FINAL JUDGMENT ENTERED IN CALIFORNIA SB1 CASE
On remand from the U.S. Court of Appeals for the Ninth Circuit, the U.S. District Court for the Eastern District of California has entered a Final Judgment and Permanent Injunction in the case originally styled American Bankers Association v. Lockyer (now styled American Bankers Association v. Brown), ending over four years of litigation over the California Financial Information Privacy
Act, Cal. Fin. Code §§ 4050 et seq. (commonly known as “SB1”). The district court opinion provides no additional guidance regarding
what information sharing practices are not subject to preemption beyond what the Ninth Circuit stated in its 2005 decision. To recap:
April 2004: Case filed in Eastern District of California.
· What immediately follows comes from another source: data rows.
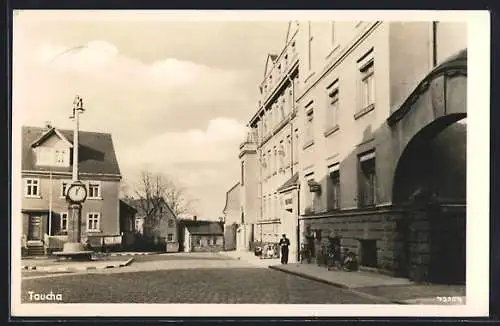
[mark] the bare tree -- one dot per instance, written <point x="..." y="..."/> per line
<point x="155" y="190"/>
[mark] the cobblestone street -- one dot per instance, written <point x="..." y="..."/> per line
<point x="187" y="278"/>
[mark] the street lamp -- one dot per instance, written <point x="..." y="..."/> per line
<point x="75" y="196"/>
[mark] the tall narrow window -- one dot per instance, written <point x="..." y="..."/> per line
<point x="332" y="31"/>
<point x="309" y="194"/>
<point x="309" y="126"/>
<point x="32" y="187"/>
<point x="93" y="222"/>
<point x="333" y="187"/>
<point x="367" y="85"/>
<point x="242" y="173"/>
<point x="64" y="187"/>
<point x="64" y="222"/>
<point x="310" y="47"/>
<point x="296" y="146"/>
<point x="332" y="110"/>
<point x="367" y="180"/>
<point x="94" y="190"/>
<point x="276" y="158"/>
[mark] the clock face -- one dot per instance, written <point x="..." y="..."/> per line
<point x="77" y="193"/>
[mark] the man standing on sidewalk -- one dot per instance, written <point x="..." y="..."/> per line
<point x="284" y="243"/>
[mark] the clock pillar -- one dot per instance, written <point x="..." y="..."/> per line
<point x="74" y="247"/>
<point x="74" y="226"/>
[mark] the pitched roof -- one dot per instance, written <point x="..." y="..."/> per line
<point x="97" y="153"/>
<point x="136" y="204"/>
<point x="293" y="181"/>
<point x="203" y="227"/>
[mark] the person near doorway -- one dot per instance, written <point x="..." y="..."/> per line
<point x="284" y="244"/>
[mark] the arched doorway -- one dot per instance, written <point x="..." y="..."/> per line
<point x="430" y="182"/>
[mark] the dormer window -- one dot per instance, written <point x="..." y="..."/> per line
<point x="52" y="156"/>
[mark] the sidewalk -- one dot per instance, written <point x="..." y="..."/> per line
<point x="52" y="265"/>
<point x="381" y="287"/>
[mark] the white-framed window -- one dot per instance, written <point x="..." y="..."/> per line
<point x="93" y="222"/>
<point x="367" y="84"/>
<point x="367" y="180"/>
<point x="32" y="187"/>
<point x="276" y="158"/>
<point x="310" y="45"/>
<point x="309" y="126"/>
<point x="333" y="187"/>
<point x="296" y="147"/>
<point x="332" y="111"/>
<point x="94" y="190"/>
<point x="49" y="156"/>
<point x="332" y="27"/>
<point x="64" y="187"/>
<point x="64" y="221"/>
<point x="288" y="149"/>
<point x="270" y="160"/>
<point x="282" y="154"/>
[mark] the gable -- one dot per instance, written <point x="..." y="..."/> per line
<point x="96" y="151"/>
<point x="271" y="58"/>
<point x="52" y="138"/>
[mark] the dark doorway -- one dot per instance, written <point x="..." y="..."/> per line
<point x="35" y="227"/>
<point x="448" y="250"/>
<point x="368" y="251"/>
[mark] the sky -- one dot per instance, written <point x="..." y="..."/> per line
<point x="175" y="95"/>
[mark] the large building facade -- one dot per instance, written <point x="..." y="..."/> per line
<point x="374" y="144"/>
<point x="382" y="153"/>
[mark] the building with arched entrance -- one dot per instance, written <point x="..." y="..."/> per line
<point x="383" y="148"/>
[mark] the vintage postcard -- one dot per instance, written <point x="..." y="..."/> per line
<point x="259" y="163"/>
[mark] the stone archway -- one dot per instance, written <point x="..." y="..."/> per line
<point x="429" y="178"/>
<point x="430" y="182"/>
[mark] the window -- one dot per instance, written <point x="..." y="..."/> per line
<point x="367" y="186"/>
<point x="282" y="155"/>
<point x="64" y="221"/>
<point x="270" y="160"/>
<point x="367" y="85"/>
<point x="334" y="187"/>
<point x="93" y="222"/>
<point x="333" y="106"/>
<point x="242" y="173"/>
<point x="94" y="190"/>
<point x="309" y="194"/>
<point x="275" y="163"/>
<point x="333" y="33"/>
<point x="309" y="126"/>
<point x="64" y="187"/>
<point x="61" y="156"/>
<point x="52" y="157"/>
<point x="32" y="188"/>
<point x="296" y="147"/>
<point x="310" y="39"/>
<point x="288" y="149"/>
<point x="282" y="107"/>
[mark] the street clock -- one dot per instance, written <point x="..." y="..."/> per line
<point x="76" y="193"/>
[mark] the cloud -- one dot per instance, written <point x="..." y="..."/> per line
<point x="218" y="143"/>
<point x="160" y="114"/>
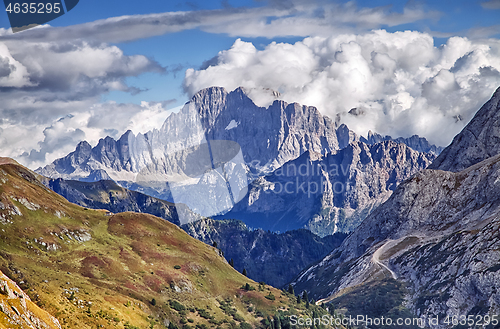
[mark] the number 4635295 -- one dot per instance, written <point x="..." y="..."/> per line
<point x="33" y="8"/>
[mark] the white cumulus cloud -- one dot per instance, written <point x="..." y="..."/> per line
<point x="399" y="83"/>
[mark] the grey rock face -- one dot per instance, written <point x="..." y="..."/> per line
<point x="273" y="258"/>
<point x="478" y="141"/>
<point x="437" y="233"/>
<point x="206" y="155"/>
<point x="328" y="193"/>
<point x="415" y="142"/>
<point x="108" y="195"/>
<point x="185" y="160"/>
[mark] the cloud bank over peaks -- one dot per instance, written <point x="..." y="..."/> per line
<point x="392" y="83"/>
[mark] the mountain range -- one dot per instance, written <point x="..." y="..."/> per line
<point x="218" y="152"/>
<point x="94" y="269"/>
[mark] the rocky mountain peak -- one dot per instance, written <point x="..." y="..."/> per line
<point x="479" y="140"/>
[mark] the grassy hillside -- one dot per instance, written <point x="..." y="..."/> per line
<point x="267" y="256"/>
<point x="93" y="269"/>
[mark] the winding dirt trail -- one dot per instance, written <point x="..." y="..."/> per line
<point x="376" y="259"/>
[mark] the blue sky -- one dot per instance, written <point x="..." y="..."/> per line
<point x="93" y="72"/>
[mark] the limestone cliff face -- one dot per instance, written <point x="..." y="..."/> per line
<point x="438" y="233"/>
<point x="329" y="193"/>
<point x="18" y="311"/>
<point x="267" y="256"/>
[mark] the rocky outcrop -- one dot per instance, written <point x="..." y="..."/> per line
<point x="478" y="141"/>
<point x="18" y="311"/>
<point x="328" y="193"/>
<point x="416" y="142"/>
<point x="110" y="196"/>
<point x="206" y="155"/>
<point x="437" y="233"/>
<point x="268" y="257"/>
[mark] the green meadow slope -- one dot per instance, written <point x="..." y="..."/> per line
<point x="91" y="269"/>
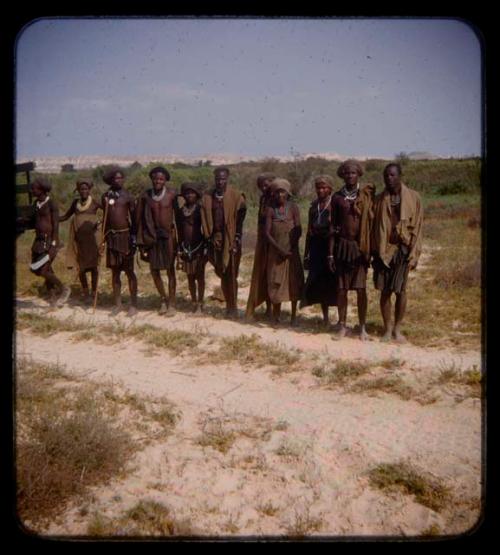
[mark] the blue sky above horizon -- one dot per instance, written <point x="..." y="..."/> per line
<point x="256" y="87"/>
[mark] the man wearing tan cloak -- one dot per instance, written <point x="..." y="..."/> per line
<point x="223" y="211"/>
<point x="396" y="246"/>
<point x="349" y="247"/>
<point x="258" y="285"/>
<point x="84" y="238"/>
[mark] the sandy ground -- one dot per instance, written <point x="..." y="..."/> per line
<point x="311" y="446"/>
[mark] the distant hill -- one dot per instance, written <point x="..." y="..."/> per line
<point x="417" y="155"/>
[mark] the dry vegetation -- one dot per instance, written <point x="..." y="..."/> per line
<point x="70" y="436"/>
<point x="427" y="489"/>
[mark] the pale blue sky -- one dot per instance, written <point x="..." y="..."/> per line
<point x="257" y="87"/>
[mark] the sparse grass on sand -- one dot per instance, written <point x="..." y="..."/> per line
<point x="303" y="524"/>
<point x="428" y="490"/>
<point x="173" y="341"/>
<point x="341" y="371"/>
<point x="388" y="384"/>
<point x="146" y="518"/>
<point x="66" y="441"/>
<point x="451" y="373"/>
<point x="222" y="431"/>
<point x="70" y="437"/>
<point x="250" y="349"/>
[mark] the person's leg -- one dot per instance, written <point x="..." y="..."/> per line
<point x="269" y="308"/>
<point x="172" y="286"/>
<point x="399" y="313"/>
<point x="324" y="310"/>
<point x="342" y="305"/>
<point x="294" y="313"/>
<point x="385" y="309"/>
<point x="54" y="286"/>
<point x="117" y="289"/>
<point x="192" y="288"/>
<point x="82" y="276"/>
<point x="132" y="287"/>
<point x="200" y="278"/>
<point x="94" y="277"/>
<point x="156" y="275"/>
<point x="276" y="312"/>
<point x="362" y="310"/>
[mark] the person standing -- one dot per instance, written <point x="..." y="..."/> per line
<point x="192" y="250"/>
<point x="120" y="237"/>
<point x="84" y="239"/>
<point x="46" y="242"/>
<point x="349" y="246"/>
<point x="258" y="283"/>
<point x="156" y="236"/>
<point x="285" y="275"/>
<point x="396" y="246"/>
<point x="320" y="284"/>
<point x="223" y="211"/>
June 2004: Eastern District held SB1 not preempted by federal Fair Credit Reporting Act (FCRA) and granted summary judgment for defendants, who then included Attorney General Bill Lockyer, Department of Financial Institutions Commissioner Howard Gould, Department of Corporations Commissioner William P. Wood and Department of Insurance Commissioner John Garamendi. (See DLT Alert dated July 1, 2004.)
July 2004: Plaintiffs appeal to Ninth Circuit.
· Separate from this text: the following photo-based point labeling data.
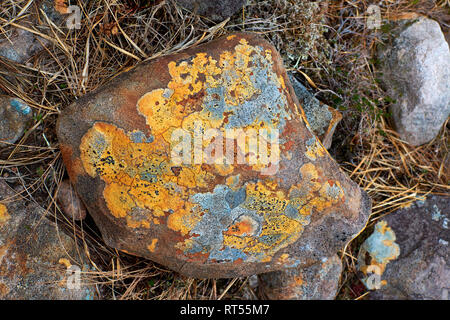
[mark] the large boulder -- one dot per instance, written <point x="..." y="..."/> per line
<point x="416" y="253"/>
<point x="38" y="261"/>
<point x="209" y="213"/>
<point x="416" y="72"/>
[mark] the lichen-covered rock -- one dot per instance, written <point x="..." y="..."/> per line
<point x="416" y="72"/>
<point x="69" y="201"/>
<point x="14" y="114"/>
<point x="317" y="282"/>
<point x="321" y="118"/>
<point x="37" y="261"/>
<point x="214" y="10"/>
<point x="20" y="46"/>
<point x="422" y="270"/>
<point x="375" y="253"/>
<point x="237" y="215"/>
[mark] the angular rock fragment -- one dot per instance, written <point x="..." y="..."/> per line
<point x="321" y="118"/>
<point x="37" y="261"/>
<point x="146" y="155"/>
<point x="317" y="282"/>
<point x="69" y="201"/>
<point x="422" y="270"/>
<point x="14" y="113"/>
<point x="416" y="72"/>
<point x="214" y="10"/>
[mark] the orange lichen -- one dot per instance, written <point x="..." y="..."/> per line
<point x="152" y="246"/>
<point x="4" y="216"/>
<point x="143" y="187"/>
<point x="65" y="262"/>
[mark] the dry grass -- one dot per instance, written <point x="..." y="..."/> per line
<point x="329" y="43"/>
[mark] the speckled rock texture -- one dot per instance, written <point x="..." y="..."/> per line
<point x="209" y="219"/>
<point x="416" y="73"/>
<point x="69" y="201"/>
<point x="214" y="10"/>
<point x="14" y="114"/>
<point x="321" y="118"/>
<point x="422" y="270"/>
<point x="317" y="282"/>
<point x="35" y="256"/>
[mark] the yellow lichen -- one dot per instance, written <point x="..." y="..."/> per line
<point x="142" y="186"/>
<point x="152" y="246"/>
<point x="4" y="216"/>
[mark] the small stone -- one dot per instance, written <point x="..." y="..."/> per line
<point x="422" y="270"/>
<point x="322" y="119"/>
<point x="139" y="153"/>
<point x="416" y="73"/>
<point x="36" y="258"/>
<point x="317" y="282"/>
<point x="20" y="46"/>
<point x="69" y="201"/>
<point x="214" y="10"/>
<point x="14" y="113"/>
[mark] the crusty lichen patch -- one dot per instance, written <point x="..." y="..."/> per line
<point x="230" y="222"/>
<point x="4" y="215"/>
<point x="380" y="248"/>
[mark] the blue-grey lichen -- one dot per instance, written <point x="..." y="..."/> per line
<point x="381" y="249"/>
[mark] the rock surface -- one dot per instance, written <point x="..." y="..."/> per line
<point x="35" y="257"/>
<point x="317" y="282"/>
<point x="214" y="10"/>
<point x="70" y="202"/>
<point x="199" y="217"/>
<point x="322" y="118"/>
<point x="416" y="72"/>
<point x="422" y="270"/>
<point x="14" y="114"/>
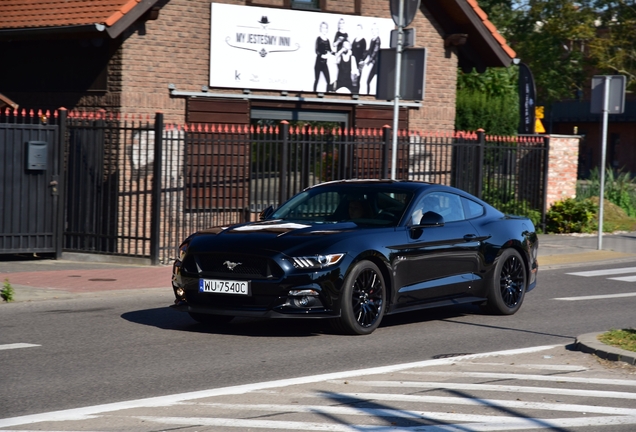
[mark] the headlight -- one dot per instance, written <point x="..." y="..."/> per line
<point x="316" y="261"/>
<point x="183" y="249"/>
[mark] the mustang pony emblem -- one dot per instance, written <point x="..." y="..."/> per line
<point x="230" y="265"/>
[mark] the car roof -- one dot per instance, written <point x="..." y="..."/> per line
<point x="407" y="185"/>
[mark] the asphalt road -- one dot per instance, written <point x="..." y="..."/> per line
<point x="103" y="349"/>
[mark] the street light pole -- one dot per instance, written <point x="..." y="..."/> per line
<point x="396" y="102"/>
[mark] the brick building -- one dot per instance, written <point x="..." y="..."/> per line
<point x="143" y="56"/>
<point x="575" y="117"/>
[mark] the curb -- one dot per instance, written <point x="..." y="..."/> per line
<point x="588" y="343"/>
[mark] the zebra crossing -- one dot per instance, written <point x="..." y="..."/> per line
<point x="540" y="388"/>
<point x="610" y="272"/>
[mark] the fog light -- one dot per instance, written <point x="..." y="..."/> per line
<point x="302" y="292"/>
<point x="180" y="293"/>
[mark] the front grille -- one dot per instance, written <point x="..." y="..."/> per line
<point x="226" y="265"/>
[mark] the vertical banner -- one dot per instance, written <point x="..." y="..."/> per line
<point x="527" y="101"/>
<point x="290" y="50"/>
June 2005: Ninth Circuit reversed and remanded, declaring that FCRA preempts at least some part of SB1. (See DLT Alert dated June 20, 2005.)
October 2005: On remand, Eastern District (i) determined no portion of Section 4053(b)(1) survives preemption, (ii) granted declaratory judgment for plaintiffs and (iii) permanently enjoined enforcement of SB1 to extent preempted by FCRA preemption provision. (See DLT Alert dated October 5, 2005.)
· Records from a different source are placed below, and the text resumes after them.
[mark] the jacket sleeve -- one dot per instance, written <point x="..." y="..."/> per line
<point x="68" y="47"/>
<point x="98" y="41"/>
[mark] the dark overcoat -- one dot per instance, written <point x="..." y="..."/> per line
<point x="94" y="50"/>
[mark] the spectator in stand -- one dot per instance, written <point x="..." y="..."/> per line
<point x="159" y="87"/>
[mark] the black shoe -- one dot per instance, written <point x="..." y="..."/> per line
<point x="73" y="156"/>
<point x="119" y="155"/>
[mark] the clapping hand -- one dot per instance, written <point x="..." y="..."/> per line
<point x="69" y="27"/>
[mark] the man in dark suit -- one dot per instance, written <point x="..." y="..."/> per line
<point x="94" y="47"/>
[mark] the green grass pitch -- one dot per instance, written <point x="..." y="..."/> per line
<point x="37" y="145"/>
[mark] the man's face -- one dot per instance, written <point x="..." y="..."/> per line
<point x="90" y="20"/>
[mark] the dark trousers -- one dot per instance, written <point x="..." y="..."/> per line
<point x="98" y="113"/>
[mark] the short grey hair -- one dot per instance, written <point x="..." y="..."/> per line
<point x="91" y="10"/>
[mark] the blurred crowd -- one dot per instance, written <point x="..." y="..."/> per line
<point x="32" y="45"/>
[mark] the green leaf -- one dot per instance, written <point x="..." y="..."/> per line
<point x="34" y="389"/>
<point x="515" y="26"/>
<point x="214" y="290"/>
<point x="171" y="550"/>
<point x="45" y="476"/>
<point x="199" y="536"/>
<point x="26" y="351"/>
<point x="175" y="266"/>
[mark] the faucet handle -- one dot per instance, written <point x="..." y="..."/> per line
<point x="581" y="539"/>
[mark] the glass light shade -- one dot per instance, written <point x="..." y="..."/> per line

November 2005: Defendants appeal to Ninth Circuit.
September 2008: Ninth Circuit held SB1 has “non-preempted applications” and California law requires court to reform the law to sever its preempted applications. (See DLT Alert dated September 11, 2008.)
The two-page Final Judgment and Permanent Injunction issued on October 27, 2008 quotes directly from the Ninth District’s 2005 opinion, American Bankers Association v. Gould, 412 F.3d 1081, 1087 (2005), and holds that:
(1) California Financial Code § 4053(b)(1) (i.e., the affiliate-sharing provision of SB1) is preempted by 15 U.S.C. § 1681t(b)(2) (i.e., the FCRA preemption provision) “insofar as it attempts to regulate the communication between affiliates of ‘information,’ as that term is used in [15 U.S.C.] § 1681a(d)(1)” of the FCRA (i.e., the definition of “consumer report”); and
(2) To the extent that Section 4053(b)(1) is preempted, Defendants (including Attorney General Edmund G. Brown Jr., Department of Financial Institutions Commissioner William S. Haraf, Department of Corporations Commissioner Preston Dufauchard and Department of
Insurance Commissioner Steve Poizner) and their successors and agents are permanently enjoined from enforcing or taking any other action under Section 4053(b)(1).
The Final Judgment does not address (i) what “non-preempted applications” Section 4053(b)(1) may have or (ii) whether and how Section 4053(b)(1) attempts to regulate the communication between affiliates of “information,” as that term is used in the FCRA definition of “consumer report.” Such issues may remain unresolved until tested in enforcement actions and/or litigation.